The clause, which was introduced to E.U. contracts with nonprofits in 2019, stipulates no E.U. funds go to terror organizations including Hamas, Palestinian Islamic Jihad and the Popular Front for the Liberation of Palestine.

“Grant beneficiaries and contractors must ensure that there is no detection of subcontractors, natural persons, including participants to workshops and/or trainings and recipients of financial support to third parties, in the lists of E.U. restrictive measures,” it says.

According to Badil, it refused to sign the clause because it “criminalizes the Palestinian struggle against oppression and requires the recipient organization to perform ‘screening’ procedures which amounts to policing its own people.”

“The inclusion of this article to contracts with Palestinian organizations contradicts the national role of Palestinian civil society institutions in the struggle for freedom from Israeli colonialism and apartheid,” Badil’s statement read. “Further, the article violates both Palestinian and international law, as well as the declared obligations of the EU itself.”

According to the Ministry of Strategic Affairs, Badil is one of 130 Palestinian organizations refusing to sign Article 1.5. The organizations in question refuse to do so, claiming Palestinian terrorist groups are merely “political parties.”

“I congratulate the E.U. on taking a firm stance against the disingenuous campaign it faces on this issue,” Strategic Affairs Minister Orit Farkash-Hacohen said Wednesday.

She added Israel would continue to ensure the E.U. “does not yield to the illegitimate demands of the involved Palestinian organizations [and will] insist that EU taxpayer funds should not be used to fund NGOs with ties to terror.”

“The E.U.’s recent refusal is another step in this right direction,” she said.

Israeli watchdog NGO monitor also welcomed the E.U.’s decision to pull funding for Badil’s project.

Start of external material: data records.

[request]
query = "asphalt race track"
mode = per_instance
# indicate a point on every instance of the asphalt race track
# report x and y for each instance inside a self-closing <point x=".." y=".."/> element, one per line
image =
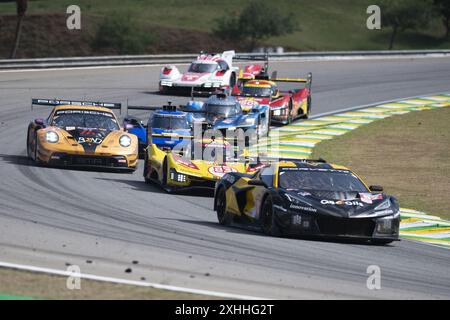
<point x="103" y="221"/>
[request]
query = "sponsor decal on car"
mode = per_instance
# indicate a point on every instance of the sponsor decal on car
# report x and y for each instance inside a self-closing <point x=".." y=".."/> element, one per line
<point x="342" y="202"/>
<point x="220" y="171"/>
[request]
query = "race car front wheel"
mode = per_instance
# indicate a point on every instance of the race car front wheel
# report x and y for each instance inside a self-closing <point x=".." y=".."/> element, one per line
<point x="223" y="216"/>
<point x="268" y="222"/>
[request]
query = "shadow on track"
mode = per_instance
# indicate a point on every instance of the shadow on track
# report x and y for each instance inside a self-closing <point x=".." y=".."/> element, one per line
<point x="18" y="160"/>
<point x="245" y="228"/>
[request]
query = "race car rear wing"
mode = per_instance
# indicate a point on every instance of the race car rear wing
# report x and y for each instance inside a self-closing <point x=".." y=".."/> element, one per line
<point x="264" y="72"/>
<point x="262" y="158"/>
<point x="307" y="80"/>
<point x="57" y="102"/>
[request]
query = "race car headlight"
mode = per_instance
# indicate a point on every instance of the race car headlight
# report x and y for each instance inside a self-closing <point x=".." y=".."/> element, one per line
<point x="52" y="137"/>
<point x="250" y="121"/>
<point x="387" y="224"/>
<point x="296" y="201"/>
<point x="125" y="141"/>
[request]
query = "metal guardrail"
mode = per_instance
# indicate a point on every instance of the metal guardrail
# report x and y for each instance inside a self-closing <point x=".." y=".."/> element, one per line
<point x="44" y="63"/>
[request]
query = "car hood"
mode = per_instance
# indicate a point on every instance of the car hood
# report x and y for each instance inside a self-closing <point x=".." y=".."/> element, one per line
<point x="194" y="77"/>
<point x="341" y="204"/>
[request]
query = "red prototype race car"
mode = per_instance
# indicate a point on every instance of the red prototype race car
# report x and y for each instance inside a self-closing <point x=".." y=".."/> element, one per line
<point x="256" y="87"/>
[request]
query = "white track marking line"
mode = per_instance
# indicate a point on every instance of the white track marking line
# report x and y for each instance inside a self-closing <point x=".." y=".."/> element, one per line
<point x="282" y="60"/>
<point x="129" y="282"/>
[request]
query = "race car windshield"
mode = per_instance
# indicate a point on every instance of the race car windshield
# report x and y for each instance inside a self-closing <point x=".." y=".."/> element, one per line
<point x="257" y="92"/>
<point x="203" y="67"/>
<point x="170" y="123"/>
<point x="212" y="152"/>
<point x="329" y="180"/>
<point x="85" y="119"/>
<point x="216" y="112"/>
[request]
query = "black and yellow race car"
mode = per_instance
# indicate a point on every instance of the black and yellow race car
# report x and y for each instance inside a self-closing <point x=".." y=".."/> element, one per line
<point x="81" y="134"/>
<point x="308" y="197"/>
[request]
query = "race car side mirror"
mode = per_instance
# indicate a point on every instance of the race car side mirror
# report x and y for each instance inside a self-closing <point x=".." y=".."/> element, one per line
<point x="39" y="122"/>
<point x="257" y="182"/>
<point x="376" y="188"/>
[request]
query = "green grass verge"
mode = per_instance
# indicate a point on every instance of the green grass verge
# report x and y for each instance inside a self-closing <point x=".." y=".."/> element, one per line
<point x="324" y="24"/>
<point x="409" y="155"/>
<point x="23" y="285"/>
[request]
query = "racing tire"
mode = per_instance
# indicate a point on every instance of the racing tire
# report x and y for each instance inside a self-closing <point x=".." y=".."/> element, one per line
<point x="163" y="89"/>
<point x="35" y="153"/>
<point x="381" y="242"/>
<point x="269" y="224"/>
<point x="223" y="216"/>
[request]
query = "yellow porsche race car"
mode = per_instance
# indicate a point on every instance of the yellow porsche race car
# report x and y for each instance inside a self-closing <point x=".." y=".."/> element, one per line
<point x="192" y="164"/>
<point x="81" y="134"/>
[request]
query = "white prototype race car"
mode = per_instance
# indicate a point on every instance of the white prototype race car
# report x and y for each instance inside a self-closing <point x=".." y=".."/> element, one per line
<point x="209" y="72"/>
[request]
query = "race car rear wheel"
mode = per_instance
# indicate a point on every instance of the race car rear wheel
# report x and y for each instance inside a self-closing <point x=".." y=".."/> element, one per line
<point x="223" y="216"/>
<point x="268" y="222"/>
<point x="381" y="242"/>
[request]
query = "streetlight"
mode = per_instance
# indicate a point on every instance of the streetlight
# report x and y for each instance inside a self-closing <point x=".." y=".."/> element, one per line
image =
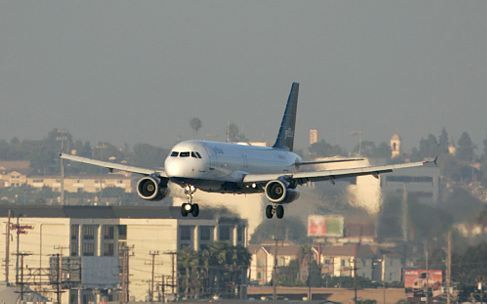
<point x="62" y="136"/>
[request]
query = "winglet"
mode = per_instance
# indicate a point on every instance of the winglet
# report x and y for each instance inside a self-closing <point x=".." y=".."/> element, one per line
<point x="433" y="161"/>
<point x="285" y="137"/>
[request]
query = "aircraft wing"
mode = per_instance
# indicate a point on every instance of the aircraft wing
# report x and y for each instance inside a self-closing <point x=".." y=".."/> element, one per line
<point x="310" y="176"/>
<point x="112" y="166"/>
<point x="326" y="161"/>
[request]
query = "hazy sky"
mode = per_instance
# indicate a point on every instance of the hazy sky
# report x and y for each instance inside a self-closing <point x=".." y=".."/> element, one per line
<point x="137" y="71"/>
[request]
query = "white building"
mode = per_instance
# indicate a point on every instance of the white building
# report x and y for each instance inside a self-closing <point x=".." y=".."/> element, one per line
<point x="422" y="184"/>
<point x="96" y="240"/>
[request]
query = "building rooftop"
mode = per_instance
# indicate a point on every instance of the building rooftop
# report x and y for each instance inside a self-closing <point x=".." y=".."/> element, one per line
<point x="111" y="212"/>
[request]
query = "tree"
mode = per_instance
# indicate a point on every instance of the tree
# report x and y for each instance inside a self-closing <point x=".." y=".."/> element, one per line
<point x="443" y="142"/>
<point x="289" y="228"/>
<point x="470" y="265"/>
<point x="217" y="269"/>
<point x="234" y="134"/>
<point x="466" y="147"/>
<point x="195" y="124"/>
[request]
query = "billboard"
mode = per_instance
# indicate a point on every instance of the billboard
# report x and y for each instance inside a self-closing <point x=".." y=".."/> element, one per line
<point x="423" y="279"/>
<point x="325" y="225"/>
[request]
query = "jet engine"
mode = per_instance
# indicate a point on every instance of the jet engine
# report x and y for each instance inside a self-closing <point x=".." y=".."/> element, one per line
<point x="152" y="188"/>
<point x="278" y="191"/>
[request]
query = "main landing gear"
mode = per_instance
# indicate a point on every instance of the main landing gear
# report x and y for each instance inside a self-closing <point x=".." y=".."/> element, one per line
<point x="270" y="210"/>
<point x="190" y="207"/>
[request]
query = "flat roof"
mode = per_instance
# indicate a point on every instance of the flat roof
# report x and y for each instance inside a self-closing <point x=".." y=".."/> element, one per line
<point x="112" y="212"/>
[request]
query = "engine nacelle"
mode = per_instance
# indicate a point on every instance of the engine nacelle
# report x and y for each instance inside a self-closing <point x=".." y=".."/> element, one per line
<point x="277" y="191"/>
<point x="152" y="188"/>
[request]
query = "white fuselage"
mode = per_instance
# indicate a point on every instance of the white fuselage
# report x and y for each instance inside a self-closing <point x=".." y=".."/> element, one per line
<point x="221" y="167"/>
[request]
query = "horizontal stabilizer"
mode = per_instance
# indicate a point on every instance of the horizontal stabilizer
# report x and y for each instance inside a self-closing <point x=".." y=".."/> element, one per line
<point x="327" y="161"/>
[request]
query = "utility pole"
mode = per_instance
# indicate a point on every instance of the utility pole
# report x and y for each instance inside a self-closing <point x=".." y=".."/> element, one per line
<point x="274" y="271"/>
<point x="153" y="265"/>
<point x="426" y="255"/>
<point x="173" y="255"/>
<point x="19" y="229"/>
<point x="62" y="137"/>
<point x="21" y="282"/>
<point x="58" y="277"/>
<point x="7" y="247"/>
<point x="17" y="251"/>
<point x="124" y="273"/>
<point x="448" y="268"/>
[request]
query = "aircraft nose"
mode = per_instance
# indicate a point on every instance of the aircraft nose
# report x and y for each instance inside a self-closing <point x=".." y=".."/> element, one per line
<point x="172" y="168"/>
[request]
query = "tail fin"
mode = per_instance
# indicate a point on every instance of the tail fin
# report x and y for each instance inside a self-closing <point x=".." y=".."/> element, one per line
<point x="285" y="137"/>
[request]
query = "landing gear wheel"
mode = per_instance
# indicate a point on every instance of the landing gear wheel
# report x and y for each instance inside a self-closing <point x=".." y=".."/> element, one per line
<point x="279" y="211"/>
<point x="184" y="212"/>
<point x="186" y="209"/>
<point x="269" y="211"/>
<point x="195" y="210"/>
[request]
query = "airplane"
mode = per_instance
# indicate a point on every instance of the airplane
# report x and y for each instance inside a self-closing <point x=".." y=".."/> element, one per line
<point x="224" y="167"/>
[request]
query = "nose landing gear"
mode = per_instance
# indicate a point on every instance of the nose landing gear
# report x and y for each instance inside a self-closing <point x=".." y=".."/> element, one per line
<point x="190" y="207"/>
<point x="278" y="210"/>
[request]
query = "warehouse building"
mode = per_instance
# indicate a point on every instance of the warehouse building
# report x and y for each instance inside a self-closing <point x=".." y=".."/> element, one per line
<point x="88" y="253"/>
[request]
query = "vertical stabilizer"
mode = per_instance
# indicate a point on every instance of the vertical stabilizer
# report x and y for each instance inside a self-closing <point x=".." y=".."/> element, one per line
<point x="285" y="137"/>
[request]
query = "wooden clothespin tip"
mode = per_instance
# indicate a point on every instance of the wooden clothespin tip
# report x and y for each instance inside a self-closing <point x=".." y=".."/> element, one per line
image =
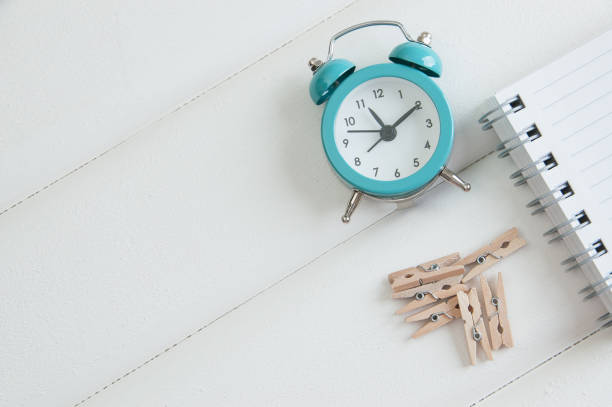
<point x="491" y="254"/>
<point x="496" y="311"/>
<point x="473" y="324"/>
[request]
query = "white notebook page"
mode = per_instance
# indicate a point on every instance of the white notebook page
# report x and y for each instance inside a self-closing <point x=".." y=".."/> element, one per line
<point x="570" y="102"/>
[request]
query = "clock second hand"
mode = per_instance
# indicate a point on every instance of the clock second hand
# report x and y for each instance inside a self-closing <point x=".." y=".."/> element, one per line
<point x="389" y="132"/>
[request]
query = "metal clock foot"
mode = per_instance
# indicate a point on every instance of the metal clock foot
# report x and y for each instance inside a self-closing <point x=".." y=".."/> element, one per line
<point x="350" y="208"/>
<point x="454" y="179"/>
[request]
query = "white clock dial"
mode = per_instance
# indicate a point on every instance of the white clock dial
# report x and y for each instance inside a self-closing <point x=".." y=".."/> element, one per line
<point x="387" y="128"/>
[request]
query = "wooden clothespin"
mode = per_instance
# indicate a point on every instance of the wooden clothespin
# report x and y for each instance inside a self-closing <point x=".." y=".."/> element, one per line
<point x="473" y="324"/>
<point x="497" y="313"/>
<point x="430" y="295"/>
<point x="491" y="254"/>
<point x="437" y="315"/>
<point x="434" y="270"/>
<point x="424" y="289"/>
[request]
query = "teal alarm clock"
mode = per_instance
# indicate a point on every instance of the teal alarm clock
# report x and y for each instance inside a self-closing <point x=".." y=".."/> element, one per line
<point x="387" y="129"/>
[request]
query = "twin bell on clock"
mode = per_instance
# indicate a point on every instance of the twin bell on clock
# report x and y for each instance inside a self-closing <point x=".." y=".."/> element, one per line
<point x="387" y="129"/>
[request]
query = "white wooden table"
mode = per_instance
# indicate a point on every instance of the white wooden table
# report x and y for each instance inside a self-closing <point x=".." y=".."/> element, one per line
<point x="198" y="257"/>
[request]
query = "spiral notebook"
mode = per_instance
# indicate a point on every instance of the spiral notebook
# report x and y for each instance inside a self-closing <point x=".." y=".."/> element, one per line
<point x="556" y="124"/>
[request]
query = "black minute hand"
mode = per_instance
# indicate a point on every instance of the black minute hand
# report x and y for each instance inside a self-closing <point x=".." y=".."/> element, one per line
<point x="378" y="120"/>
<point x="405" y="115"/>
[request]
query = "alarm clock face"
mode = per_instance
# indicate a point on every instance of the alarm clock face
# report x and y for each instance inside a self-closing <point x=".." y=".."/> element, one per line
<point x="387" y="128"/>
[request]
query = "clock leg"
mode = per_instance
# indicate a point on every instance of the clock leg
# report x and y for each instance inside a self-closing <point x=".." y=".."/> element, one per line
<point x="350" y="208"/>
<point x="454" y="179"/>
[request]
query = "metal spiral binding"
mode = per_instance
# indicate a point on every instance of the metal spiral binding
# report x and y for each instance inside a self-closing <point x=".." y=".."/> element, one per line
<point x="566" y="191"/>
<point x="582" y="219"/>
<point x="547" y="160"/>
<point x="596" y="247"/>
<point x="514" y="103"/>
<point x="603" y="318"/>
<point x="532" y="133"/>
<point x="595" y="284"/>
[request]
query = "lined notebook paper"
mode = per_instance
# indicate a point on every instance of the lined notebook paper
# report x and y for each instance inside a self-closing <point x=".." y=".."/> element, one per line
<point x="556" y="124"/>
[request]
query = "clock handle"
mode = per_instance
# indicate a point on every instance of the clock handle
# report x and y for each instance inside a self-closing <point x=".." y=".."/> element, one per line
<point x="350" y="208"/>
<point x="330" y="51"/>
<point x="454" y="179"/>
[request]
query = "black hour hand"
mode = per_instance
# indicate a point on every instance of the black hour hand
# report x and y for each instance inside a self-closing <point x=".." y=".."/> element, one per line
<point x="416" y="106"/>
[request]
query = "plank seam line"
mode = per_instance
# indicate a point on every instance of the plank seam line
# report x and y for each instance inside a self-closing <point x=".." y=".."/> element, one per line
<point x="257" y="294"/>
<point x="176" y="109"/>
<point x="229" y="311"/>
<point x="542" y="363"/>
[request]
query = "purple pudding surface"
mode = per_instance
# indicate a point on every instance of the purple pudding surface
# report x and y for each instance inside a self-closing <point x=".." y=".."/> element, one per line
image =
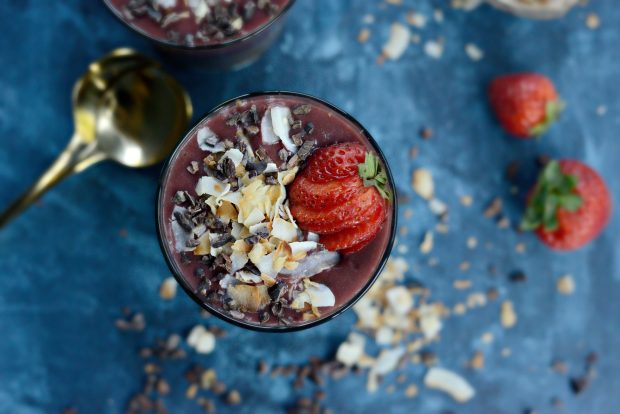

“We applaud the E.U. for standing strong in the face of pressure and enforcing its anti-terror clause,” said Olga Deutsch, the group’s vice president.

“There is no question that radical groups like Badil, who not only have a history of promoting anti-Semitism and rejection of Israel, but who will not commit to not working with terror, have no business receiving funding from the EU or any other government,” she continued.

“We hope that the E.U. will further examine the 25 million euros that we found it gave such groups since 2011.”